Upon examination of Table 4, the estimates associated with the covariate “income” consistently escalate as $\tau$ increases, in accordance with our expectations. Moreover, the values of prediction are close to the true value, which is $750.32$, and tend to increase as $\tau$ increases, as expected.

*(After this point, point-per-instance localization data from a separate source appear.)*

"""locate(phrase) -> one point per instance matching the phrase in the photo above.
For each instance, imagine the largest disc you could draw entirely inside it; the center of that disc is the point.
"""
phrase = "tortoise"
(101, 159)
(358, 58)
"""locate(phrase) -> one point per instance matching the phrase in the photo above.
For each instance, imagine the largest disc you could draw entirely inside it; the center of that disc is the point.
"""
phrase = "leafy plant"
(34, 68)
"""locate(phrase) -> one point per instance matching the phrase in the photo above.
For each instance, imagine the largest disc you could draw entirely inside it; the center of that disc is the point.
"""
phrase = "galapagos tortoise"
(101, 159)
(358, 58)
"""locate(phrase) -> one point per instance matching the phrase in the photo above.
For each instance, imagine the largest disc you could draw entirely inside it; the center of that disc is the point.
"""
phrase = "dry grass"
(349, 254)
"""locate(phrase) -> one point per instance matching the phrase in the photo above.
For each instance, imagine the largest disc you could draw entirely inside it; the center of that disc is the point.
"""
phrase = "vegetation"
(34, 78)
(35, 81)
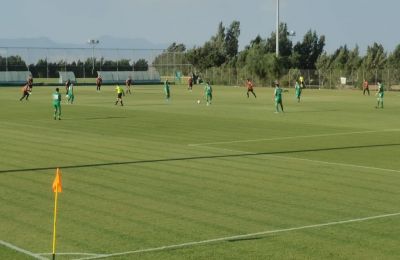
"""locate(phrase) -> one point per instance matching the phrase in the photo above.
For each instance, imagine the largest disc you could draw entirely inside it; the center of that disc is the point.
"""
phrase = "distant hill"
(105, 42)
(57, 53)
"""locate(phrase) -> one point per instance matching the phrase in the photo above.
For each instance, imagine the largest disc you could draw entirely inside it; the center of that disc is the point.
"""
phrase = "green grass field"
(181, 180)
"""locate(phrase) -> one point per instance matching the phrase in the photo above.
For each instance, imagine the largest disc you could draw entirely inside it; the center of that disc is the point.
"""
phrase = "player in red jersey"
(99, 81)
(128, 83)
(250, 88)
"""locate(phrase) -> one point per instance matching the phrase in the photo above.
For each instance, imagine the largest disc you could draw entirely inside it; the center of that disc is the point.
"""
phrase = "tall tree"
(285, 44)
(232, 39)
(309, 50)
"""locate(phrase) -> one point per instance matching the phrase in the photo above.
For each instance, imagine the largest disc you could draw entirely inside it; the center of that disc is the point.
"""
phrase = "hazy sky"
(193, 22)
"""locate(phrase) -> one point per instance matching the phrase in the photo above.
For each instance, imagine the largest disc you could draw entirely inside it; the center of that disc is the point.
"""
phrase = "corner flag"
(57, 187)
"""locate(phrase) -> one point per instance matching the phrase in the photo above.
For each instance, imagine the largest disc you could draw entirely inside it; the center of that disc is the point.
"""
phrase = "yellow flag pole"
(55, 222)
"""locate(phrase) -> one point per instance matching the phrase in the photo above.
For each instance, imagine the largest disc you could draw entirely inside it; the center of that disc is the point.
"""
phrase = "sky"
(193, 22)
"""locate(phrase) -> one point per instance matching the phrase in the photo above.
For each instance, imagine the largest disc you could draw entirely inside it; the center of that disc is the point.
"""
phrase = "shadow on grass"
(249, 154)
(244, 239)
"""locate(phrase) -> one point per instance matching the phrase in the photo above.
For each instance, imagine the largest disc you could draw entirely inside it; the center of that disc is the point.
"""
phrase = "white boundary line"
(21, 250)
(303, 159)
(87, 254)
(334, 163)
(293, 137)
(238, 237)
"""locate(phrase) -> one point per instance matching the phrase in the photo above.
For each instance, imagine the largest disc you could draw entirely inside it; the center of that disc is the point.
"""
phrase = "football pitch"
(180, 180)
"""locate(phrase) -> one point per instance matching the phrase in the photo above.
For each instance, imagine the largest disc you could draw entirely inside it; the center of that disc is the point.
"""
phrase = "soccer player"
(67, 84)
(298, 89)
(380, 94)
(57, 104)
(250, 87)
(70, 94)
(30, 83)
(190, 82)
(167, 90)
(99, 81)
(26, 91)
(302, 84)
(208, 93)
(128, 83)
(365, 87)
(278, 97)
(120, 93)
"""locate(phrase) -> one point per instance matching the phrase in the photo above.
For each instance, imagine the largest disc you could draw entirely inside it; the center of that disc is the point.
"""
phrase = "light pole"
(277, 29)
(93, 43)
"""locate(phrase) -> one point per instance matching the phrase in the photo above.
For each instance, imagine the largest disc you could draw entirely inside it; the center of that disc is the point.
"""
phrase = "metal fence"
(85, 62)
(45, 63)
(328, 79)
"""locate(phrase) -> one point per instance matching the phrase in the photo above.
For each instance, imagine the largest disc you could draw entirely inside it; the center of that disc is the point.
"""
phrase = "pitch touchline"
(293, 137)
(241, 236)
(21, 250)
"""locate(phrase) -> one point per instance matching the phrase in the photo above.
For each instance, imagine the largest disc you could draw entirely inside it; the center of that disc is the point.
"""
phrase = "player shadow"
(249, 154)
(106, 117)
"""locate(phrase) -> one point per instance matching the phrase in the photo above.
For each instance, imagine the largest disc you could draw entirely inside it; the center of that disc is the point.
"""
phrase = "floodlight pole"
(93, 43)
(277, 29)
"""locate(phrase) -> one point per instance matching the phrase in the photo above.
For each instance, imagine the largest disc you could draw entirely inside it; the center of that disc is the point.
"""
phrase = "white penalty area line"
(21, 250)
(308, 160)
(294, 137)
(71, 254)
(239, 237)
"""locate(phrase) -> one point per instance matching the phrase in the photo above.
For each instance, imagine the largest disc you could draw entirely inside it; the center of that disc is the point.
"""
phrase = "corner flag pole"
(56, 189)
(54, 226)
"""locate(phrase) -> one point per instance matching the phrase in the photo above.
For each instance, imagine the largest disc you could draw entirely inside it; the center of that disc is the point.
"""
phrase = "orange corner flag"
(57, 187)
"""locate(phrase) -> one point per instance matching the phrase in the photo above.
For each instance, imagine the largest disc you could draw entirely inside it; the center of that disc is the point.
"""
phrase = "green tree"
(232, 40)
(308, 51)
(285, 44)
(393, 60)
(141, 65)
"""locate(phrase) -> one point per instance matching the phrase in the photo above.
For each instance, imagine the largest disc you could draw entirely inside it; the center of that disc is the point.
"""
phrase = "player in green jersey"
(57, 104)
(167, 90)
(380, 93)
(208, 93)
(298, 89)
(278, 97)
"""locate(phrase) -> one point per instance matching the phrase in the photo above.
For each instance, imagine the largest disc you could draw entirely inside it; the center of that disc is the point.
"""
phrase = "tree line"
(81, 69)
(222, 51)
(259, 58)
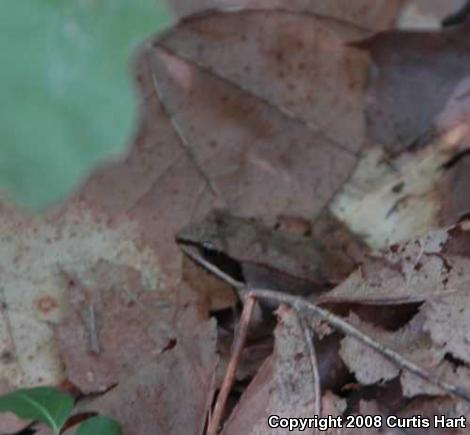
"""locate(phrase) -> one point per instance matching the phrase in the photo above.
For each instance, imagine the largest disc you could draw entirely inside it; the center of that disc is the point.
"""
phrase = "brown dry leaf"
(427, 14)
(260, 161)
(170, 395)
(283, 386)
(432, 270)
(420, 84)
(301, 69)
(114, 326)
(373, 14)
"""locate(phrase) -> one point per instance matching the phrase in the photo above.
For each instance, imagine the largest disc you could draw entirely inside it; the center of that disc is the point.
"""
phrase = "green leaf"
(43, 404)
(100, 426)
(66, 93)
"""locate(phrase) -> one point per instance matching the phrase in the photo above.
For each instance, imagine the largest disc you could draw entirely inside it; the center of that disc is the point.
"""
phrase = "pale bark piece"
(305, 68)
(373, 14)
(433, 267)
(112, 319)
(33, 254)
(170, 395)
(392, 199)
(283, 386)
(427, 14)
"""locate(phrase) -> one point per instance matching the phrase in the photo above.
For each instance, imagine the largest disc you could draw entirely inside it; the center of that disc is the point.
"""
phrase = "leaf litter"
(296, 151)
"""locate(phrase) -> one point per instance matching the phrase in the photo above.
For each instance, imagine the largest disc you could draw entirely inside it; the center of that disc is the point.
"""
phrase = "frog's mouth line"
(226, 264)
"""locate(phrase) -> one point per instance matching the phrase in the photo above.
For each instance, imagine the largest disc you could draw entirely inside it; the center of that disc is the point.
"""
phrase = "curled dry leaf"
(283, 385)
(171, 394)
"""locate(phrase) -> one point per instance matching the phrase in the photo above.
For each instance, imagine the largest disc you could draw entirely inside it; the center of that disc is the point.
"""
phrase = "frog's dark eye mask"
(217, 258)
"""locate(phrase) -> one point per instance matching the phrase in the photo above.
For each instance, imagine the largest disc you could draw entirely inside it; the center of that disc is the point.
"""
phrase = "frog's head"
(209, 234)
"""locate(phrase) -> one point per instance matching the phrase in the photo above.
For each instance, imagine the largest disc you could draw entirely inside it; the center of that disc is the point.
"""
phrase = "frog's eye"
(207, 244)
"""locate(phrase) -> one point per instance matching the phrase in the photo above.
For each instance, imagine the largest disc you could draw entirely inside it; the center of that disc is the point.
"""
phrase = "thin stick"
(308, 337)
(230, 374)
(301, 305)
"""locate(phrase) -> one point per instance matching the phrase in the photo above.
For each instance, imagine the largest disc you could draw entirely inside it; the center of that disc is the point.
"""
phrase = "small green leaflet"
(100, 425)
(43, 404)
(66, 91)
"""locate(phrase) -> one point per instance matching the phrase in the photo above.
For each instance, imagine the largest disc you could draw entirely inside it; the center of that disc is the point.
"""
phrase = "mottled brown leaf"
(115, 326)
(170, 395)
(373, 14)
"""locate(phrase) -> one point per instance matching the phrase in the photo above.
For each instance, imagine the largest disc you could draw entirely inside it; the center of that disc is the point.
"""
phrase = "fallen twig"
(308, 337)
(301, 306)
(240, 338)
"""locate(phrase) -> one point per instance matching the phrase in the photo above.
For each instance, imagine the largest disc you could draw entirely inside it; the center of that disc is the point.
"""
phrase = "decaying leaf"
(282, 387)
(171, 394)
(111, 319)
(33, 253)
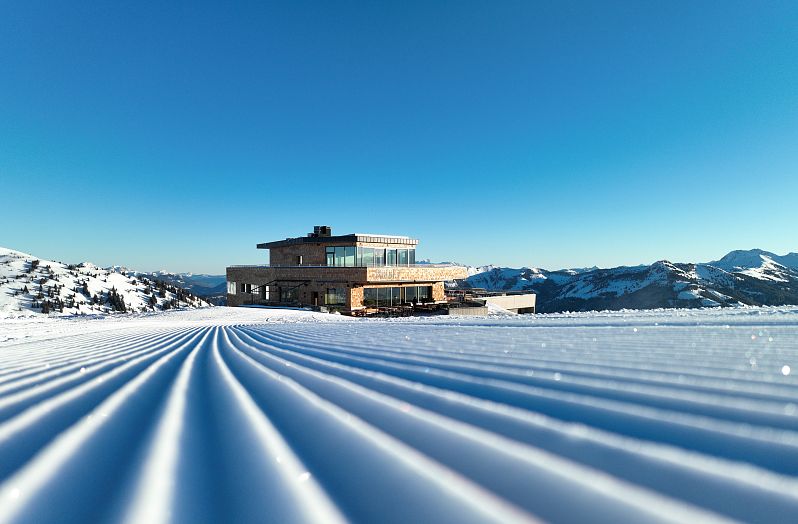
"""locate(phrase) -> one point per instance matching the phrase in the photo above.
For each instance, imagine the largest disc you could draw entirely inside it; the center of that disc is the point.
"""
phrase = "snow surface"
(252, 415)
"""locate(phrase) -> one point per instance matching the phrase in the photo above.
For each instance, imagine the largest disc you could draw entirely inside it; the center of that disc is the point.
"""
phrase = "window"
(349, 256)
(368, 257)
(288, 294)
(335, 296)
(425, 293)
(370, 296)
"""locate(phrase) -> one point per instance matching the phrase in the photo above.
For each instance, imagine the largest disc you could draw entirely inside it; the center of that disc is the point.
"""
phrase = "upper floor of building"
(322, 248)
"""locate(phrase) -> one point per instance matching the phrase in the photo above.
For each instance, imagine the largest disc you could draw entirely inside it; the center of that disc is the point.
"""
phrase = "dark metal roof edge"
(336, 239)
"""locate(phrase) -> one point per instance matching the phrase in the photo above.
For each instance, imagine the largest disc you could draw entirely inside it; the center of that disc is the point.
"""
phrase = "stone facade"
(298, 273)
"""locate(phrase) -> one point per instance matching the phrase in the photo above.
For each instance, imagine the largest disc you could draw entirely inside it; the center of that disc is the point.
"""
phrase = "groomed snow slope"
(237, 415)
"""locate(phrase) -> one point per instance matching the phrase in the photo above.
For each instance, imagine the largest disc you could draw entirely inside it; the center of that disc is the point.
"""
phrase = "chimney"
(321, 231)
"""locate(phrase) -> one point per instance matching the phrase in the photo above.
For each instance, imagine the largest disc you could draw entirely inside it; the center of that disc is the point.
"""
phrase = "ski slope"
(256, 415)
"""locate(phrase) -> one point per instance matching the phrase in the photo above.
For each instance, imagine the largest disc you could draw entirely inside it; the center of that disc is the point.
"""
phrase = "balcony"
(358, 274)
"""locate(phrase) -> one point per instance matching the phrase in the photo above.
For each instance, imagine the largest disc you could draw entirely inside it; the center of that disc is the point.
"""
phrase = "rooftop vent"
(321, 231)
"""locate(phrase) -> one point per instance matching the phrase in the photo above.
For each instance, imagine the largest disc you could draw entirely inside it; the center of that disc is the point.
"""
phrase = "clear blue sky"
(177, 135)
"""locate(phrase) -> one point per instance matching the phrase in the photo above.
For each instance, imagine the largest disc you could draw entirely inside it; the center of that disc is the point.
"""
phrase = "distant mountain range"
(753, 277)
(30, 285)
(212, 288)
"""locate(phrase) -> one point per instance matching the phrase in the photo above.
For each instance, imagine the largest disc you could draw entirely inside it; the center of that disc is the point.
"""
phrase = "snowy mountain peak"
(31, 286)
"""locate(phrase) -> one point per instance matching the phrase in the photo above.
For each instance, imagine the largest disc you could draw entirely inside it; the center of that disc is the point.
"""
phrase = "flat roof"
(341, 239)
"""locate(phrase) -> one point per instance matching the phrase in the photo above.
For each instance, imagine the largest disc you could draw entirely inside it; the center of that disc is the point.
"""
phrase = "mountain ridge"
(31, 286)
(742, 277)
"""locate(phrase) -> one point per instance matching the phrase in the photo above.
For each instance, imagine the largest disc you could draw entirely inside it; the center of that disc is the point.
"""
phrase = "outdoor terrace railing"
(432, 266)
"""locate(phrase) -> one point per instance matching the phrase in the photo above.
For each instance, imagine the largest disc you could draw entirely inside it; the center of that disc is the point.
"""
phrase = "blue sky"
(551, 134)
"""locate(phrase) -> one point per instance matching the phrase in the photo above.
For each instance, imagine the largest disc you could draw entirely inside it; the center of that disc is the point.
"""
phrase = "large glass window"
(368, 256)
(425, 293)
(349, 256)
(289, 294)
(335, 296)
(370, 296)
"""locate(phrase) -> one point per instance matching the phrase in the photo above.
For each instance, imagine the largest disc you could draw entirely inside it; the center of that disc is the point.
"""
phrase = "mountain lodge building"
(355, 274)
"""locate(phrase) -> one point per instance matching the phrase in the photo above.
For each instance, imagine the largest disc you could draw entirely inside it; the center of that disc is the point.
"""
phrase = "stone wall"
(350, 279)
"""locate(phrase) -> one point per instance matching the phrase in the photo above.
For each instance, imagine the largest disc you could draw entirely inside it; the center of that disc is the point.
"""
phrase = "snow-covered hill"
(212, 288)
(753, 277)
(31, 286)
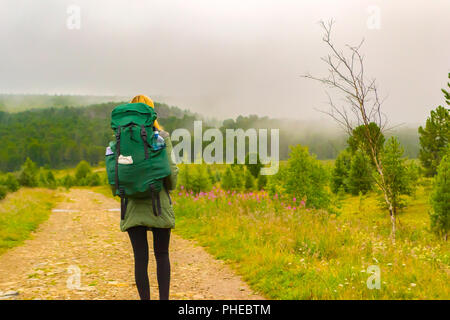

This closeness to the true value not only validates the efficacy of our method but also underscores its reliability in making accurate predictions. Moreover, akin to the estimates, the predicted values also manifest a tendency to increase with escalating $\tau$, a phenomenon that aligns seamlessly with our anticipated behavior of the model.

6. Conclusions

In this article, we have used the maximum-likelihood estimation method and the EM algorithm to estimate the unknown parameters of the quantile regression model with Generalized Autoregressive Moving Average error. To asses the performance of our estimators, we conducted a simulation study. The results were promising, demonstrating that our parameter estimates closely approximate the true values. Additionally, we provide a practical illustration using real data.